纪兰舟甚至可以想象到那个姑娘在淫|乱又污秽的地方祈求一丝真爱,结局却只能躺在荒芜的角落静静等待风雪将她的尸首掩埋。
屋内的灯笼忽地闪了一下,在明晦不定的灯光中响起一阵欢愉声。
教坊就像一面镜子,善与恶不再是对立,而是模糊在森罗万象、镜花水月中。
痛苦、诡谲、荒唐交织在一起,令人一不小心就深陷其中。
纪兰舟同情活在幻想中的翠梅,她追求镜中看似美好的场景,却忘了自己深处黑暗。
他揉着额角打断孙秀才的喃喃自语,质问道:“你方才说翠梅是为了钱才和贵人走,贵人是谁翠梅可有和你说过?”

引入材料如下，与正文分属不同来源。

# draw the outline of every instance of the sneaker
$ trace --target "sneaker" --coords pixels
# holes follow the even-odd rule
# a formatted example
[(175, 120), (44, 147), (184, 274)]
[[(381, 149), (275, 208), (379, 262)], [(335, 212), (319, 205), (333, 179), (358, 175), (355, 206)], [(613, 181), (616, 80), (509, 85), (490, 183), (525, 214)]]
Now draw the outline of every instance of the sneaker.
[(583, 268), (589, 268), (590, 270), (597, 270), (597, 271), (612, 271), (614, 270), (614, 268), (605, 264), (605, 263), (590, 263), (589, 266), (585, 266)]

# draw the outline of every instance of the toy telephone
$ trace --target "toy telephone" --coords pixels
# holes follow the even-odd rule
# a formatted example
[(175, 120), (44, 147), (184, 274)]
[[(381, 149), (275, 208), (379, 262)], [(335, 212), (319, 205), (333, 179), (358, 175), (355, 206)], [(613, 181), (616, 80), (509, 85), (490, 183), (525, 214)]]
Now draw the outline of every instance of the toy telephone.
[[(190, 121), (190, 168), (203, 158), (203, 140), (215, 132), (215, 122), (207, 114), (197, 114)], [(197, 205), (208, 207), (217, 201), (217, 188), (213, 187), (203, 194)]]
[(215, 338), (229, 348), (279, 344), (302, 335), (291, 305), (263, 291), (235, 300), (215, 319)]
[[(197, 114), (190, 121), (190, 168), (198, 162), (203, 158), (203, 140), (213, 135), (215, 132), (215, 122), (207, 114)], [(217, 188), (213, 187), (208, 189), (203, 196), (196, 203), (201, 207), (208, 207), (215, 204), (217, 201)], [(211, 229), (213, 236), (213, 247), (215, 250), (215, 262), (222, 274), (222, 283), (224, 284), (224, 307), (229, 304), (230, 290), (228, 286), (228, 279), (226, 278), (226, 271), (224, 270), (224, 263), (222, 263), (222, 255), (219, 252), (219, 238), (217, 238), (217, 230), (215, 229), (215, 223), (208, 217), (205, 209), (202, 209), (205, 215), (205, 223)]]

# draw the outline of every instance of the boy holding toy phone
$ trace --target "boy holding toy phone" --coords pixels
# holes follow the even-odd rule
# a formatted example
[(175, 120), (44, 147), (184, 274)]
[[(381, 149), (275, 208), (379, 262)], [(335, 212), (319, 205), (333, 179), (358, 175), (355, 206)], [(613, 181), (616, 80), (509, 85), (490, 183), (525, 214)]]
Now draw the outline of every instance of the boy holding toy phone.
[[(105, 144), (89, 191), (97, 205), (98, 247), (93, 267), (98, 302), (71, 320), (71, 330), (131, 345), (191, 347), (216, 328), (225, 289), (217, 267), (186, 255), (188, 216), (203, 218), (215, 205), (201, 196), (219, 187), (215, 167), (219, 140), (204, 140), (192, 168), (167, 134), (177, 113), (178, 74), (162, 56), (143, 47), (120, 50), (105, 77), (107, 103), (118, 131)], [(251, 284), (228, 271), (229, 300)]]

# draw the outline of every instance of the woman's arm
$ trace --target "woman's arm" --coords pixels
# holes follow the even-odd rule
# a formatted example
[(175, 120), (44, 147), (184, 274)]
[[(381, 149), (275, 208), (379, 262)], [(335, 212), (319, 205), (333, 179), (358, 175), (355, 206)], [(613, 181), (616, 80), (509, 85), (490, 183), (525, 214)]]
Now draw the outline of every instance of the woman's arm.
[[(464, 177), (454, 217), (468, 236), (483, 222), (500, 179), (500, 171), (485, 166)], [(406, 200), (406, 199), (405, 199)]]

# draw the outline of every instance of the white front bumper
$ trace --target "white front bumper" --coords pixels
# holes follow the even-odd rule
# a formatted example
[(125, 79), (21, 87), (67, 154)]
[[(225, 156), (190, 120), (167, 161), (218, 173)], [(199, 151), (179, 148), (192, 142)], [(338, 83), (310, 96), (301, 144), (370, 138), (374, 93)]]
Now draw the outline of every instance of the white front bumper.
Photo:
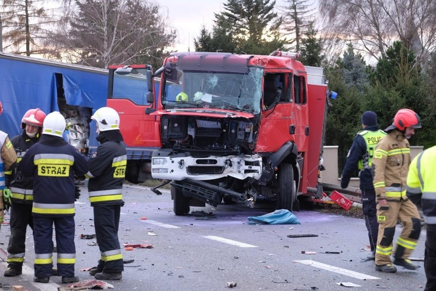
[(262, 158), (258, 155), (207, 158), (156, 157), (151, 160), (151, 176), (155, 179), (207, 180), (231, 176), (240, 180), (258, 179), (261, 174)]

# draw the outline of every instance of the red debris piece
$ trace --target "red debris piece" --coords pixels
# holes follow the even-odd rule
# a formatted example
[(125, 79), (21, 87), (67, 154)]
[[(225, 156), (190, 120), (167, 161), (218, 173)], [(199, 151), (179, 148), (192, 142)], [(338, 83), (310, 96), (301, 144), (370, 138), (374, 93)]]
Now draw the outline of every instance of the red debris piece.
[(123, 243), (124, 247), (139, 247), (141, 248), (152, 248), (153, 246), (151, 244), (130, 244), (130, 243)]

孙秀才止住哭声,摇了摇头:“翠梅只说某天突然有人找上她让她去府上侍寝,说是只要把老爷伺候好便能得到百两黄金。”
“找她的人你可曾见过?”
“只远远瞧过一眼。”
纪兰舟又问:“那人是什么样子?”
孙秀才想了想,说:“小民记得那人个子不高长了一张圆脸,好像嘴角还有个痦子。”
这不就是妓|女被抛尸那晚召轿子那人的模样吗?!
不止纪兰舟和景楼,就连胡良和马标也不约而同瞪大眼睛。
两件命案是同一人所为,纪兰舟先前的推测果然没有错。
一时间他信心大增,简直胜券在握。
纪兰舟倾身看向孙秀才,冷声道:“你并不爱翠梅,往后也不必隐隐作态故作深情,本王看着恶心。”
说罢,他下令让胡良将孙秀才手中的粉色手帕夺过来。
孙秀才愣怔地瞪大双眼,惊恐地望向坐在主位的雍王。